Murat Karayilan, l'un des chefs du PKK, le Parti des travailleurs du Kurdistan, le principal groupe séparatiste kurde, a écarté dimanche 1er janvier toute implication des "forces kurdes" dans l'assaut contre la discothèque la Reina.

Murat Karayilan, l'un des chefs du PKK.
Photo : AFP/VNA/CVN
Mais aucune revendication n'est venue non plus du côté de l'EI, cible depuis août d'une offensive des forces turques dans le nord de la Syrie. En réaction à ces opérations militaires, l'EI a appelé à plusieurs reprises ses partisans à mener des attaques en Turquie.


Plus de vingt étrangers tués


Précisant que l'agresseur avait laissé son arme sur les lieux et "profité de l'anarchie pour s'enfuir", le Premier ministre turc Binali Yildirim n'a privilégié aucune piste, se contentant d'indiquer que l'enquête "se poursuit de façon très minutieuse".

Alors que des vidéos publiées sur les réseaux sociaux avaient rapidement montré dimanche un homme faisant irruption devant l'entrée de la discothèque en tirant, les autorités d'Ankara ont vite interdit la diffusion de toute image de l'attaque, comme elles le font généralement après les attentats.

Flou sur l'assaillant donc, flou sur ses motivations, et flou aussi sur le nombre de victimes étrangères : si le nombre d'au moins quinze étrangers tués a été avancé dimanche 1er janvier dans la journée par les autorités turques, celui-ci est maintenant largement dépassé auprès des diverses représentations diplomatiques en Turquie ou de gouvernements étrangers.

Dimanche soir 1er janvier, à Ottawa, c'est le Premier ministre canadien Justin Trudeau qui a ainsi annoncé qu'une Canadienne faisait partie des tués.
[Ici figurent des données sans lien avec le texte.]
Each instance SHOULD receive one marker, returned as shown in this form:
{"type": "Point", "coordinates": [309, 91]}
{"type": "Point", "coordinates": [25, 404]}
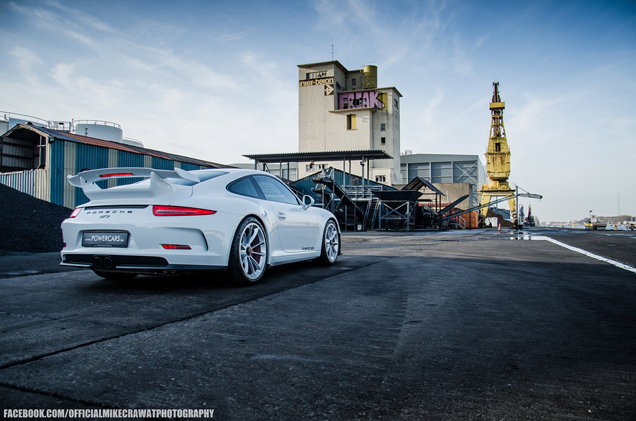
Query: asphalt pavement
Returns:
{"type": "Point", "coordinates": [406, 326]}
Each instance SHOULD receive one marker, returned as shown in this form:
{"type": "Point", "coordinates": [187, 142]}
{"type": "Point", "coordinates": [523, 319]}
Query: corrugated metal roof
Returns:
{"type": "Point", "coordinates": [71, 137]}
{"type": "Point", "coordinates": [320, 156]}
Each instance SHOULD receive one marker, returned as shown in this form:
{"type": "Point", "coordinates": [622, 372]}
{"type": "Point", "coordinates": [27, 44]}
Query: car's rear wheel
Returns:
{"type": "Point", "coordinates": [115, 276]}
{"type": "Point", "coordinates": [248, 256]}
{"type": "Point", "coordinates": [330, 244]}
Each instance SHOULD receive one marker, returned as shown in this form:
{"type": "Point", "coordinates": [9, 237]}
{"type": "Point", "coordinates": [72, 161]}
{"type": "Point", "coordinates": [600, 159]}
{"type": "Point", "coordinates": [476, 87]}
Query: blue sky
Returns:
{"type": "Point", "coordinates": [217, 80]}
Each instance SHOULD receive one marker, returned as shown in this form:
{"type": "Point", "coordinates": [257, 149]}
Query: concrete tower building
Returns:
{"type": "Point", "coordinates": [344, 110]}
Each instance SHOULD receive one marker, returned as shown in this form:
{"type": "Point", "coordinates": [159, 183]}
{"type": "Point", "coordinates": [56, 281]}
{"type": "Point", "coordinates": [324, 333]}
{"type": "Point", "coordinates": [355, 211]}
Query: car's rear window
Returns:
{"type": "Point", "coordinates": [202, 174]}
{"type": "Point", "coordinates": [244, 187]}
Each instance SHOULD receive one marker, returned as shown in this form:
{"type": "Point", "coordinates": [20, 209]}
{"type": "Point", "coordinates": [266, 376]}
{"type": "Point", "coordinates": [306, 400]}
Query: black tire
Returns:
{"type": "Point", "coordinates": [248, 255]}
{"type": "Point", "coordinates": [115, 276]}
{"type": "Point", "coordinates": [330, 244]}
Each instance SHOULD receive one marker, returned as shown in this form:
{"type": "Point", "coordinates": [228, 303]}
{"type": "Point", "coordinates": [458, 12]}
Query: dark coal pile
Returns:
{"type": "Point", "coordinates": [28, 224]}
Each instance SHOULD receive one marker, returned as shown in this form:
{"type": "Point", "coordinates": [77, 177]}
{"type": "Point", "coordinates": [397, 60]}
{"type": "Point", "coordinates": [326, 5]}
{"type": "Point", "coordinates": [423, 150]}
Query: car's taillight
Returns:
{"type": "Point", "coordinates": [179, 211]}
{"type": "Point", "coordinates": [115, 174]}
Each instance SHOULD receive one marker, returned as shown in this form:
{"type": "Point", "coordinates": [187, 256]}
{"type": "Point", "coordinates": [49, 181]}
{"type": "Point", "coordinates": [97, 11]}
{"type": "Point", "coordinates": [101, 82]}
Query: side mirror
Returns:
{"type": "Point", "coordinates": [305, 204]}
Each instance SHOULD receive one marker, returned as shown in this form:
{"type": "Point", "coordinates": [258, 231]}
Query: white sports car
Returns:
{"type": "Point", "coordinates": [241, 221]}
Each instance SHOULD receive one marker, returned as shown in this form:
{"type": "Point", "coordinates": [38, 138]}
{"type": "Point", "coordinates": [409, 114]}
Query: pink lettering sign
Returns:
{"type": "Point", "coordinates": [367, 99]}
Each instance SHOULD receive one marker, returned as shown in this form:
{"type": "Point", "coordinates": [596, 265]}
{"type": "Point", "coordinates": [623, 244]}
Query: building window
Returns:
{"type": "Point", "coordinates": [351, 122]}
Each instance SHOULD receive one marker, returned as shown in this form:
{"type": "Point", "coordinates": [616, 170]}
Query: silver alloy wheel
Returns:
{"type": "Point", "coordinates": [252, 251]}
{"type": "Point", "coordinates": [332, 244]}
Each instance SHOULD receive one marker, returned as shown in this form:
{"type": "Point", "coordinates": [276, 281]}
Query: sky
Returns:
{"type": "Point", "coordinates": [216, 80]}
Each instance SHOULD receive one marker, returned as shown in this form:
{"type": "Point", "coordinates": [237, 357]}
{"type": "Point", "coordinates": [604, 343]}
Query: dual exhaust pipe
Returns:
{"type": "Point", "coordinates": [104, 262]}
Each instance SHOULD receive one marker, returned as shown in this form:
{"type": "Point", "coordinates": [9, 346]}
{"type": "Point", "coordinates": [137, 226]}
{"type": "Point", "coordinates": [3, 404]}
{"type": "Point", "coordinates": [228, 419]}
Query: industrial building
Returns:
{"type": "Point", "coordinates": [349, 157]}
{"type": "Point", "coordinates": [36, 159]}
{"type": "Point", "coordinates": [344, 110]}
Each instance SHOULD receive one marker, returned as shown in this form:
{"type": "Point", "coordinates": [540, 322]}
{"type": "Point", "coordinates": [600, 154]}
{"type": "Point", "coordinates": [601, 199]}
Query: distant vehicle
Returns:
{"type": "Point", "coordinates": [241, 221]}
{"type": "Point", "coordinates": [596, 222]}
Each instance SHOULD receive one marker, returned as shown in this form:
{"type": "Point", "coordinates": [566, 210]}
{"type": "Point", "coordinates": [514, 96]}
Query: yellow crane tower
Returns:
{"type": "Point", "coordinates": [497, 160]}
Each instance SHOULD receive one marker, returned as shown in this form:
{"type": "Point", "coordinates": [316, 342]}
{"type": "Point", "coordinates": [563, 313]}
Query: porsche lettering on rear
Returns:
{"type": "Point", "coordinates": [181, 221]}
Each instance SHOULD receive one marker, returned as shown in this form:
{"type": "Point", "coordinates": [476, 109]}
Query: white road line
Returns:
{"type": "Point", "coordinates": [592, 255]}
Une nouvelle nationalité, après les autres origines citées : trois Jordaniens, trois Libanais, trois Irakiens, un Tunisien, une Franco-Tunisienne, deux Marocains, deux Indiens, un Libyen, un Belgo-Turc, une Israélienne, un Koweïtien, et "plusieurs" Saoudiens, cinq selon le quotidien saoudien Asharq Al-Awsat. 

Soit 25 morts de nationalité étrangère, parmi les 700 à 800 personnes réunies dans la discothèque Reina, au bord du Bosphore, au moment de la fusillade, dont certains ont plongé dans les eaux glaciales pour échapper aux balles mortelles.
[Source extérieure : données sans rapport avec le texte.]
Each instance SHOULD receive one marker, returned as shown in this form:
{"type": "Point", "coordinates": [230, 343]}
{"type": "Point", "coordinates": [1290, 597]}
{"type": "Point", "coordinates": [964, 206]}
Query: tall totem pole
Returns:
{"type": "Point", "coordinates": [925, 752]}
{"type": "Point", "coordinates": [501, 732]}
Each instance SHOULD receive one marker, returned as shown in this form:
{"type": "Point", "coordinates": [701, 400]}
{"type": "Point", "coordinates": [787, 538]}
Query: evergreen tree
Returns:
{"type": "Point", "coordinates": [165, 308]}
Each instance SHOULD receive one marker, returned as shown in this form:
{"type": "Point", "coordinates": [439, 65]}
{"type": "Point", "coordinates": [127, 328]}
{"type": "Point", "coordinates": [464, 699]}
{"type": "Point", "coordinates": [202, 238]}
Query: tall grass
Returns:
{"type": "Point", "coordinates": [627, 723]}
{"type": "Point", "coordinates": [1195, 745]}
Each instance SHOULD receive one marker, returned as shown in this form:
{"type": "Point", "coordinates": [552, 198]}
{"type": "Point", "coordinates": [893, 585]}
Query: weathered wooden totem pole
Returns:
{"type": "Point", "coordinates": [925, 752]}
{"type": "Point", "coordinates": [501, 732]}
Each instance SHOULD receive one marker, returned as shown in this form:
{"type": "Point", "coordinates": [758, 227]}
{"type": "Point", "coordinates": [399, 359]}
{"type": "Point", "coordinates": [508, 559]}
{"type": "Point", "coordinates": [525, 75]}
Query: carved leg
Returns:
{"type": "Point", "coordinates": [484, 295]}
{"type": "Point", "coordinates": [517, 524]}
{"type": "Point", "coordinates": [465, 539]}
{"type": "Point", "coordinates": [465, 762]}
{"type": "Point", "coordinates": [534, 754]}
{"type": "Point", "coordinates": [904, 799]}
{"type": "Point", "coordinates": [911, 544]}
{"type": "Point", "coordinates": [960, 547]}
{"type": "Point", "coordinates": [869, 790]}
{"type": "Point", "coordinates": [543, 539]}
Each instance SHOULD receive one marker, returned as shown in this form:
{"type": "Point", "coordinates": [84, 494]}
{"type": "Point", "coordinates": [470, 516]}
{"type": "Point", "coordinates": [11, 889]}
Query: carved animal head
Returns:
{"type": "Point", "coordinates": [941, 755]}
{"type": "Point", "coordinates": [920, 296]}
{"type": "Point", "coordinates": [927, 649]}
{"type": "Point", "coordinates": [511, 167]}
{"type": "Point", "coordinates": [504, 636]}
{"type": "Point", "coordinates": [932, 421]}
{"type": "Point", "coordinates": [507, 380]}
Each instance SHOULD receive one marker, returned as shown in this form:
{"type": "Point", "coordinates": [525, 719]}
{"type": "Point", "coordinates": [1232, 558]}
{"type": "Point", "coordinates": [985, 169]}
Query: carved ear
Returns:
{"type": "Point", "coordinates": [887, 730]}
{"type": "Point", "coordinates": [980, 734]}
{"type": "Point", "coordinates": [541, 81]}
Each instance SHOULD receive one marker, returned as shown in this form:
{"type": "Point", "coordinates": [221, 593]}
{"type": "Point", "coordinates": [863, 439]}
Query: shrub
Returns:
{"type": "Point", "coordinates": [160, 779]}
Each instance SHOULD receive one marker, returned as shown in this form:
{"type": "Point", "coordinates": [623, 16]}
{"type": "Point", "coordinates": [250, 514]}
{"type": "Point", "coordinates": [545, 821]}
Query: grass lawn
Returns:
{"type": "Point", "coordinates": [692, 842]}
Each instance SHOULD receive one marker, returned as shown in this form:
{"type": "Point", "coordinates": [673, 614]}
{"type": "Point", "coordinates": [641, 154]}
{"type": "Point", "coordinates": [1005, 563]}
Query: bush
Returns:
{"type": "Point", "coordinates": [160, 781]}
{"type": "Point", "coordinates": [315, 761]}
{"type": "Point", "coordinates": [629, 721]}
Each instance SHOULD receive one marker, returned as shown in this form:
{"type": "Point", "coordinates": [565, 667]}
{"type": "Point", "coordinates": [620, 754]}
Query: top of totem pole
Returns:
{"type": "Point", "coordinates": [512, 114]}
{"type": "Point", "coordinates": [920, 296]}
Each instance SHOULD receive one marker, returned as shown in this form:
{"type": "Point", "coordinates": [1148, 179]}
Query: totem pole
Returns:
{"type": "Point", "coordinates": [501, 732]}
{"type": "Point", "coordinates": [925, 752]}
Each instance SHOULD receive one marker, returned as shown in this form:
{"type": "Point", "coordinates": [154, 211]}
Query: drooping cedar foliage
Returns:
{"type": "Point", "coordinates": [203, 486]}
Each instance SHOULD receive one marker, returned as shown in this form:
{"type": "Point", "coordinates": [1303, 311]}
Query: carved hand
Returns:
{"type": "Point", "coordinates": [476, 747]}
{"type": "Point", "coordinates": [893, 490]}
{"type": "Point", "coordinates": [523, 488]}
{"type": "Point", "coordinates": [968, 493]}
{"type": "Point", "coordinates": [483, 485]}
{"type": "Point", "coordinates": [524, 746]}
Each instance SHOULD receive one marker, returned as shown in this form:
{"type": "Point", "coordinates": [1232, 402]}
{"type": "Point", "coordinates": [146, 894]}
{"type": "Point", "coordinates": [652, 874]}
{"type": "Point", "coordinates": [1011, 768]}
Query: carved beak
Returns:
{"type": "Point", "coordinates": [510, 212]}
L'agence russe TASS a évoqué de son côté lundi 1er janvier la mort d'une citoyenne russe.

L'agence de presse turque Anadolu, citant des sources non identifiées au ministère de la Justice, parlait elle lundi matin 2 janvier de 27 morts étrangers et 11 morts turcs, une victime restant non identifiée.
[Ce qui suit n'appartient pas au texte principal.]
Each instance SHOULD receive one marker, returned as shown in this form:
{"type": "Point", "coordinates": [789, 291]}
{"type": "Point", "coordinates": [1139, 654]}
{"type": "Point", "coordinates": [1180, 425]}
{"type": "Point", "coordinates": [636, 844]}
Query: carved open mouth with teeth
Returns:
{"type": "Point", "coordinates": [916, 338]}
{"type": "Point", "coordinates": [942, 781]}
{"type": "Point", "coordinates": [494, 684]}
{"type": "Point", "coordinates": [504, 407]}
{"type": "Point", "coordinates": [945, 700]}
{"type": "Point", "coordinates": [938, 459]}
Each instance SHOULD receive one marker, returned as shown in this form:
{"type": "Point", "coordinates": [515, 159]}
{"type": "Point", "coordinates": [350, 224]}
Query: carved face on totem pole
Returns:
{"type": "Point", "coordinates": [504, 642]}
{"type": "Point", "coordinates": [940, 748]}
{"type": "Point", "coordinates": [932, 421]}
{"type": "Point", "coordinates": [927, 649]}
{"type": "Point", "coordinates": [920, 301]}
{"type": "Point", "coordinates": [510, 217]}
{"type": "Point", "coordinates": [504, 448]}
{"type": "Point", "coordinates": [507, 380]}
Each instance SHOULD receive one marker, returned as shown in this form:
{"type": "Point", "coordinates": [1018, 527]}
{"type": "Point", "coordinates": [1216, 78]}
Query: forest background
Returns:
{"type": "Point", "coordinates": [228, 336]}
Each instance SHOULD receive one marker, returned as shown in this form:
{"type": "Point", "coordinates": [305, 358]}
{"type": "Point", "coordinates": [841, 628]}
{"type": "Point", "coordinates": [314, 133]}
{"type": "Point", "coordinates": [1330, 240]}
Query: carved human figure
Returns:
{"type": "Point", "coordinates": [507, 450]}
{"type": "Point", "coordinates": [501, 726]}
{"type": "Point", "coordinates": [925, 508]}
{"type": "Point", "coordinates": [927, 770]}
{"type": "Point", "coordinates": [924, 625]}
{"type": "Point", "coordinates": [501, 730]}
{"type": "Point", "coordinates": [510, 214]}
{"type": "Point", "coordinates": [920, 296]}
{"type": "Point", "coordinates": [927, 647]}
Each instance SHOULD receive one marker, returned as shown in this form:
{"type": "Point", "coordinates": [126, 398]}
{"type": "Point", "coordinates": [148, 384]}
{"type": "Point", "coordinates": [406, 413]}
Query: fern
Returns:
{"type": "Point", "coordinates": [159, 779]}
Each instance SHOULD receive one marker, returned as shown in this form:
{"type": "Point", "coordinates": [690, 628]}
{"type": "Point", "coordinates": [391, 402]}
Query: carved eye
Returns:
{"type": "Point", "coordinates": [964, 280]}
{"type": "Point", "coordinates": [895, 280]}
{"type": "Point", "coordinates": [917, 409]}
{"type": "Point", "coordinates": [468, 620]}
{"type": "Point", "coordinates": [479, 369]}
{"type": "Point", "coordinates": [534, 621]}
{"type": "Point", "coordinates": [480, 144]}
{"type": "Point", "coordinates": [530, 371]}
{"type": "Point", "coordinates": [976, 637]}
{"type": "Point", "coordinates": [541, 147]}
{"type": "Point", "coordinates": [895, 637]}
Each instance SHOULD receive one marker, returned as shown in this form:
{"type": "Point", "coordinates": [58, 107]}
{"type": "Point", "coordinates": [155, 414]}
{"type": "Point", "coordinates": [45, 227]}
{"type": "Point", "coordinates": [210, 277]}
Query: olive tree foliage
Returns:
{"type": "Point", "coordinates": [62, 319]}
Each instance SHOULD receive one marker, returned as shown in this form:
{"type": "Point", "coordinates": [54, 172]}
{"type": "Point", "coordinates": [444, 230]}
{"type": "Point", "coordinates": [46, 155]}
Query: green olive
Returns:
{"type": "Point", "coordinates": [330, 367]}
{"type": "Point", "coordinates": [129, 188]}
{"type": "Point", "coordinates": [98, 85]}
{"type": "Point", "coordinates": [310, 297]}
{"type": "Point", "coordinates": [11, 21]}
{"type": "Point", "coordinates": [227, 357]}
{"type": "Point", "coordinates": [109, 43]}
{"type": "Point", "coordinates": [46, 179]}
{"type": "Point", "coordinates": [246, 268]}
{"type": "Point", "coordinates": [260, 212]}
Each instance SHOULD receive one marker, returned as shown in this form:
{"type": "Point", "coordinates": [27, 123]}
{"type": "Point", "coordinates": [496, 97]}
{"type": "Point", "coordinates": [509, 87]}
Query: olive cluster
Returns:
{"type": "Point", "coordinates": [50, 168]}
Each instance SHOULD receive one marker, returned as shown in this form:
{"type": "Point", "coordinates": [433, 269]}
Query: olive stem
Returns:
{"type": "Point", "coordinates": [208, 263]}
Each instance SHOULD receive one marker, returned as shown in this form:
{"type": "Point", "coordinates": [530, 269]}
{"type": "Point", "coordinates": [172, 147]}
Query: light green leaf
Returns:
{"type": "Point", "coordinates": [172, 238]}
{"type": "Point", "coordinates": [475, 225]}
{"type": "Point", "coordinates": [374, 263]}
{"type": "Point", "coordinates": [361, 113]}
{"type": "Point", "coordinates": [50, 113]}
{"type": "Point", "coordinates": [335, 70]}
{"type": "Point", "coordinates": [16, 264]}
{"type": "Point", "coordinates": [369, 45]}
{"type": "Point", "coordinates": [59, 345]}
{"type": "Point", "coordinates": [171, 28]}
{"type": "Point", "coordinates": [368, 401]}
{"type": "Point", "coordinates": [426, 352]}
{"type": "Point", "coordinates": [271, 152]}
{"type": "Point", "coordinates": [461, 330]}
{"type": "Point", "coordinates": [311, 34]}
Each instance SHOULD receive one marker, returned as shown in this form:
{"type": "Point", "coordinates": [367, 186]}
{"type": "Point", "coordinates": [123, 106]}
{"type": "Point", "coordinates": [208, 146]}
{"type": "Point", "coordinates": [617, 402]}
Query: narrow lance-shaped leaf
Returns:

Selon le dernier bilan provisoire des autorités, 65 personnes ont également été blessées dans l'attaque visant la Reina, dimanche 1er janvier vers 01h15 locales (22h15 GMT samedi 31 décembre 2016).

Sept minutes de chaos

Fleurs et bougies étaient déposées devant la boîte de nuit dimanche 1er janvier, sous le regard de policiers armés de mitraillettes. Des fleurs et de la lumière pour tenter d'oublier un drame qui n'a duré que quelques secondes au total.

Selon la chaîne d'information NTV, l'agresseur aurait tiré entre 120 et 180 balles en sept minutes, avant de changer de tenue et de prendre la fuite.

Un blessé est évacué de la discothèque Reina, le 1er janvier à Istanbul.
Photo : AFP/VNA/CVN

"Nous étions venus pour passer un bon moment mais tout s'est soudain transformé en nuit d'horreur", a raconté Maximilien, un touriste italien.

"On a entendu des tirs de kalachnikov, on s'est dit que c'était peut-être des gens qui avaient trop bu et qui se bagarraient, mais les gens ont commencé à se jeter par terre", a témoigné Albert Farhat, sur la chaîne libanaise LBCI.

"C'est mon passeport qui ma sauvé la vie, car je le portais près du cœur", a encore témoigné sur LCBI un Libanais blessé, François al-Asmar, expliquant qu'une balle avait effleuré le document.

Cette attaque a suscité une vague de réactions indignées dans le monde. Washington, Moscou, Paris et Berlin, ainsi que le pape François, l'ont notamment condamnée.